There is no future. Minerals, biomass and energy have been and will continue to be stripped at the maximum possible rate, until they are exhausted.

There will be no long-term planning. In a few more years there will be riots, anarchy, military despotism in the former first world countries.

Within the next hundred years, two-thirds or more of the human population will be completely died-off. The few that are left will live in a toxic, polluted, depleted world and will fight each other for the remaining scraps of energy and raw materials. It will be very ugly.

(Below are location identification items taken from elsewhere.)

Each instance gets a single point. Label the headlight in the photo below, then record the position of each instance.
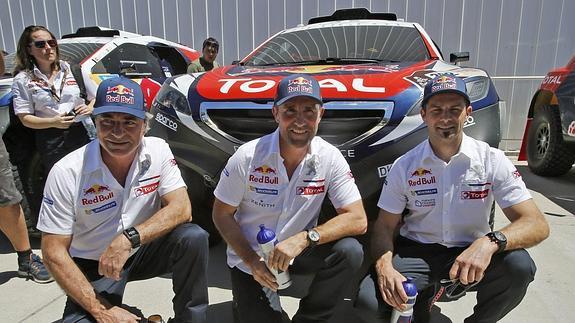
(477, 89)
(415, 108)
(170, 98)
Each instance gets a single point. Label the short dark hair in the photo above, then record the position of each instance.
(211, 41)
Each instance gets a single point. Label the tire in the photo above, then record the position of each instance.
(547, 154)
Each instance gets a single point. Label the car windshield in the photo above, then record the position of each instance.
(73, 53)
(342, 45)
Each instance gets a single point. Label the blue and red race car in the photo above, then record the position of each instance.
(549, 139)
(371, 69)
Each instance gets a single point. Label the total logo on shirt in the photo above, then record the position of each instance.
(474, 195)
(97, 193)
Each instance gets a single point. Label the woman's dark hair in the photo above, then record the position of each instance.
(210, 41)
(25, 61)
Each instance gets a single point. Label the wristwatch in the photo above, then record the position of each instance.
(133, 236)
(312, 237)
(499, 238)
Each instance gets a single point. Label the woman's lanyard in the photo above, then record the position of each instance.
(55, 95)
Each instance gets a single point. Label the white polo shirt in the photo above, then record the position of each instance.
(255, 181)
(84, 200)
(450, 203)
(33, 94)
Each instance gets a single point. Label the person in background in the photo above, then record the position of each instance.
(207, 61)
(46, 96)
(117, 210)
(13, 225)
(447, 185)
(281, 180)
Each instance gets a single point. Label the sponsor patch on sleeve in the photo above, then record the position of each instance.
(310, 190)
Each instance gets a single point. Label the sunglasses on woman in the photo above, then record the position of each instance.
(42, 43)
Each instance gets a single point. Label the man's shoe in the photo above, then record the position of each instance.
(35, 270)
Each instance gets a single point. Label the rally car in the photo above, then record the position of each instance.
(94, 54)
(371, 69)
(549, 138)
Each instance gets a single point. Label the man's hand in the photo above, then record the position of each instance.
(62, 121)
(116, 314)
(470, 265)
(287, 250)
(262, 274)
(83, 110)
(113, 259)
(390, 285)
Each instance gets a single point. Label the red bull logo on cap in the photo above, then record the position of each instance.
(443, 82)
(444, 79)
(300, 84)
(264, 169)
(421, 172)
(120, 94)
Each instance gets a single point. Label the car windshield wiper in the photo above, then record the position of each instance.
(332, 60)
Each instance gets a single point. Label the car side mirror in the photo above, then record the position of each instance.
(458, 57)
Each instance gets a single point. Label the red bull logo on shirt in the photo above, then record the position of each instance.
(99, 192)
(120, 94)
(265, 170)
(96, 189)
(421, 172)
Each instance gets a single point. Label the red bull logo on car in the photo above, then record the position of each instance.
(120, 94)
(300, 81)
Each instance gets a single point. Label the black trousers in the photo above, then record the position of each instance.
(501, 289)
(334, 265)
(183, 252)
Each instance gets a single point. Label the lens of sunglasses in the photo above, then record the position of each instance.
(42, 43)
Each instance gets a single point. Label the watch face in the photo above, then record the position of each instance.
(499, 236)
(313, 235)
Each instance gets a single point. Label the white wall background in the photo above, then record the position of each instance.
(507, 38)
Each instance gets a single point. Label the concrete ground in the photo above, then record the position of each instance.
(549, 298)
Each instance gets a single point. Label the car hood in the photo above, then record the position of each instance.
(338, 82)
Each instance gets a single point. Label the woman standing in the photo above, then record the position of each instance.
(46, 96)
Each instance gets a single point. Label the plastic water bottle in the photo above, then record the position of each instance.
(267, 241)
(406, 315)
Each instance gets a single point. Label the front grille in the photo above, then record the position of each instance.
(342, 122)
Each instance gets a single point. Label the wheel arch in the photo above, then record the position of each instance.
(541, 98)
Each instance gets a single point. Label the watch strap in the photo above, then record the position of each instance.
(133, 236)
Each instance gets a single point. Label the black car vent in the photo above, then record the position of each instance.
(337, 126)
(354, 14)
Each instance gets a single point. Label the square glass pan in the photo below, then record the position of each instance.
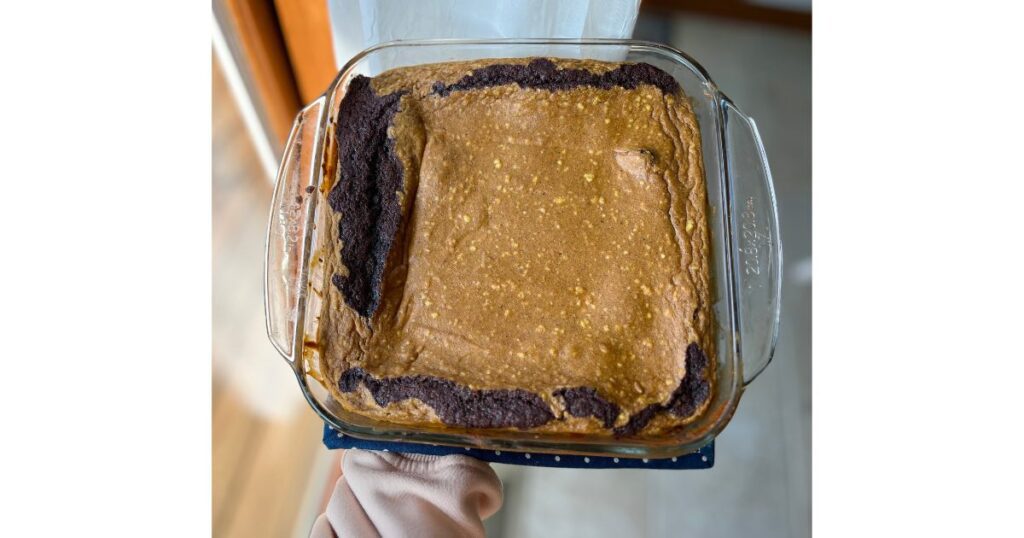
(743, 223)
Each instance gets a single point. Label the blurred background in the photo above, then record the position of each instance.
(271, 473)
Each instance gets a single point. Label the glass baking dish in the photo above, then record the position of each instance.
(747, 254)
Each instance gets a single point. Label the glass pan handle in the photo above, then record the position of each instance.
(287, 231)
(757, 245)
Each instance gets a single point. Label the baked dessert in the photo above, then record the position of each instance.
(517, 244)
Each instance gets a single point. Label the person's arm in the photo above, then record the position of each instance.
(390, 494)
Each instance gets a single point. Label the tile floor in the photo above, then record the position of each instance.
(761, 483)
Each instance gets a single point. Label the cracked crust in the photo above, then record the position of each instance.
(553, 241)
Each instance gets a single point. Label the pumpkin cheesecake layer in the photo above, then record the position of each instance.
(518, 244)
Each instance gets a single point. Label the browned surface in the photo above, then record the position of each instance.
(555, 239)
(252, 32)
(306, 28)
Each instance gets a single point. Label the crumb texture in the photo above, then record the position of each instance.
(519, 244)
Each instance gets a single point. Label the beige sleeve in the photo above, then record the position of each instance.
(389, 494)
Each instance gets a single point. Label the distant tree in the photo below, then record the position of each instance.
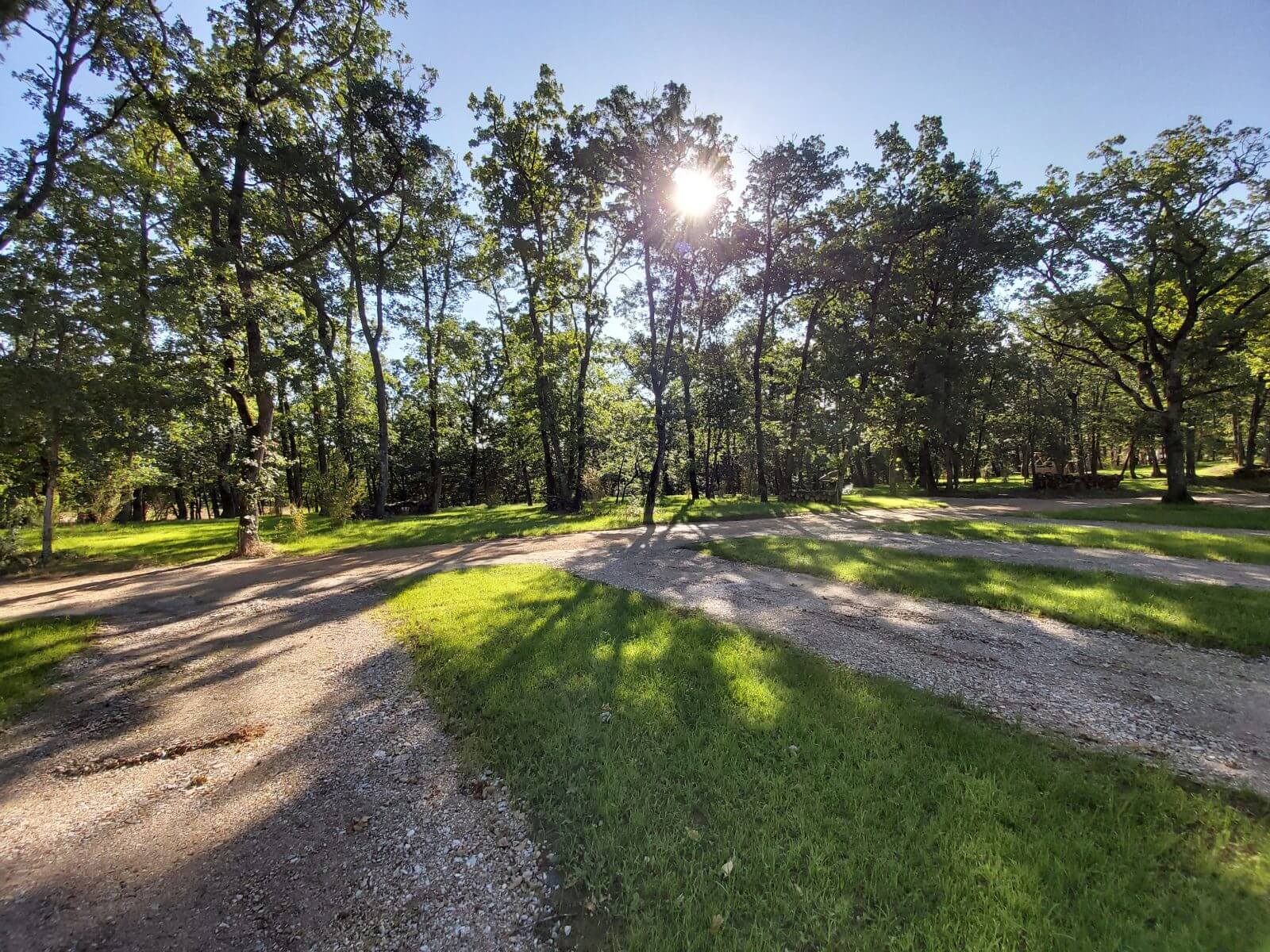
(82, 36)
(781, 207)
(1153, 268)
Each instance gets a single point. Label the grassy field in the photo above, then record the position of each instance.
(1189, 545)
(708, 789)
(1206, 616)
(111, 546)
(1199, 516)
(29, 651)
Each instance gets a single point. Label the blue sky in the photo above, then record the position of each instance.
(1026, 82)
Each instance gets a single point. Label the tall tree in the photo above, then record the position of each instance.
(648, 143)
(254, 109)
(1153, 267)
(781, 207)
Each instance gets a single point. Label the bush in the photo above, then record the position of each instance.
(292, 526)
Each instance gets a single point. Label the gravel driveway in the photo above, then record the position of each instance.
(318, 803)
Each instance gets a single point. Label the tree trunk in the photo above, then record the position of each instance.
(1175, 450)
(1259, 399)
(660, 374)
(925, 467)
(52, 467)
(372, 344)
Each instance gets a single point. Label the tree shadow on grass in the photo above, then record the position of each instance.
(856, 812)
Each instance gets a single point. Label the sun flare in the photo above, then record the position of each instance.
(694, 192)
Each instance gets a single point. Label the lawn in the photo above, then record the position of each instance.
(1212, 478)
(1202, 615)
(1189, 545)
(742, 795)
(29, 651)
(122, 546)
(1200, 516)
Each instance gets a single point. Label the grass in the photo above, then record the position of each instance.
(1189, 545)
(29, 651)
(1197, 613)
(855, 812)
(1200, 516)
(131, 545)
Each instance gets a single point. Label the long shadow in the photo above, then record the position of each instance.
(859, 812)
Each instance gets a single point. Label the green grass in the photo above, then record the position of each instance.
(124, 546)
(29, 651)
(857, 814)
(1189, 545)
(1202, 615)
(1200, 516)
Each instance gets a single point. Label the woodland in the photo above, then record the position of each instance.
(241, 277)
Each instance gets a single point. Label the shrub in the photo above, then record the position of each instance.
(292, 526)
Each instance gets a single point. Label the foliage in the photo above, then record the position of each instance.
(1194, 613)
(341, 493)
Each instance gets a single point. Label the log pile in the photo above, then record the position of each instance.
(810, 495)
(1073, 482)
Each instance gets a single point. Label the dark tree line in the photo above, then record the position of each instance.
(247, 278)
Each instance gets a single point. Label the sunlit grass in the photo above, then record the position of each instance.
(1202, 516)
(856, 812)
(1208, 616)
(121, 546)
(29, 651)
(1189, 545)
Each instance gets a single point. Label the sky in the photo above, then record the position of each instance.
(1022, 83)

There is nothing you can do about this. It is all hardwired to happen, only the timescale is fungible. Be at peace and accept your fate.

Chervil said...

Good article. Unfortunately, I am not very hopeful we will choose the sensible path. There is currently no government that is taking climate change and peak oil as seriously as they should. And even among "green" economists there still is the belief that the market will fix it if we just fix the market.

mattbg said...

Some very good points!

Essentially, improving the model that we hand over to developing countries to replicate before we encourage their rapid development so that they are reproducing something sustainable, rather than something that we know is not.

At the moment, we are stuck in the trap where many (with some validity) claim that we have no right to demand that developing countries not adopt dirty, inefficient technologies because they are technologies that brought the West the prosperity that others didn't participate in. The dirty, inefficient technologies are the cheapest ones that are adopted because concerns about environmental impacts are usually lower in developing countries.

The attitude that says that we can't tell them how to develop their countries basically insists that our mistakes of the past be replicated all over the world simply because these mistakes gave us a good standard of living in the end, even if it's unsustainable.

I don't see this appetite for mediocrity going away. It has its roots in relativism and I think you'd have to injure relativism's hold on the global mind before you have a shot at this. There are simply too many people that are demanding a share of global prosperity (I am thinking specifically of China) that they won't want to wait that long.. and I'm not sure China will be stable as a country if prosperity isn't shared quickly over there.

Still, I know you are right... but I question the practicality.